On the other hand, U.S. citizens have been bombarded with dire predictions about what will happen to our country unless science and science education are taken with utmost seriousness. Coach Dickerson warns that we would face "peril" if we changed the rules of "the game of rational science." Does that send citizens a double message? Why should "playing a game" under slightly different rules amount to "insidious evil"?
Pondering divine participation in the world might stifle curiosity and blunt the intellect. But a lot of curious people are already asking, "Who made the rules?" and "Who defines what constitutes progress?" In 1992 it seems clear that millions of people suffered great harm through the application of navigational technology 500 years ago. It also seems clear that those who control technology have defined the terms ever since. Was the voyage of Columbus really an amazing discovery of a new world? Or was it the beginning of conquest and exploitation of an old one?
Scientific research depends on the financial support of millions of citizens who will never know the joy of scientific discovery. Hubris about scientific progress can produce a backlash: "If science can't deal with questions that are important to everyone except scientists, maybe it's time to redefine science--or shift our support to some other pursuit." "Scientific creationism" might well earn the ridicule of future generations, but (alas) so might "rational science."
Evidence is now coming to light about grave environmental damage done in countries where scientific progress was officially embraced while the validity of religious faith was officially denied. The leaders responsible for that misuse of science were hardly "creationists." While fending off overwrought critics and guarding science against encroachment, we must not let a quasi-religious belief in "salvation through progress" shut down our own curiosity.
I wonder, for example, if adhering strictly to Rule No. 1 to rid the game of a personal deity could, perhaps over many generations, lead to a devaluing of personhood in general. Last year I corresponded with a prominent molecular biologist who had put down ASA's Teaching Science booklet as "a work of religious advocacy." In a letter to me he advocated that human beings are "the descendants of defective purple bacteria."
To me that assertion seemed largely underdetermined by empirical evidence, and not very helpful, but he devoutly believed it. To produce a biologist from a bacterium is not technically a divine miracle--if it took three or four billion years--so the concept was allowable under Rule No. 1. It was just one of those points that science has not cleared up--"yet," according to Dickerson. It might even be true, I thought. At least belief in his bacterial ancestry didn't seem to stifle that scientist's curiosity. But of course belief in God's creative activity did not stifle the curiosity of Copernicus, Galileo, or Newton, either.
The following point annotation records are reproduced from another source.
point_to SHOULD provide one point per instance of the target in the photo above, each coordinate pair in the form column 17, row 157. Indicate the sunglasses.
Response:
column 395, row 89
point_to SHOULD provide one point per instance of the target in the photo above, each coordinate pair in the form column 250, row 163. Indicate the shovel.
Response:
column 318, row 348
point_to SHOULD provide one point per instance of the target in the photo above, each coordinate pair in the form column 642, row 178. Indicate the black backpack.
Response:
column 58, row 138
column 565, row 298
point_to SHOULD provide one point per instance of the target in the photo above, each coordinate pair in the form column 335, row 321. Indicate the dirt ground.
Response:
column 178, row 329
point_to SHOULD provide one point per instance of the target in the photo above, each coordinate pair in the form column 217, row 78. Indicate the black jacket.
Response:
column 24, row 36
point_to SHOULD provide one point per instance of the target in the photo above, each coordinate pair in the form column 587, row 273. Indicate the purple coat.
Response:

Cartoonist Bill Watterson began a recent "Calvin and Hobbes" strip with Calvin's teacher saying that the class would move on to the next chapter if there were no questions. Calvin, a precocious six-year-old, did have a question: "What's the point of human existence?" His long-suffering teacher replied that she meant any questions about the subject at hand. Calvin then said that he'd like to have the issue resolved before he expended any more energy on school work.
Perhaps Calvin and others like him will never be "real scientists," but it would be unwise to tell them, in the name of science, to stop asking such unanswerable questions so we can get on with playing the game.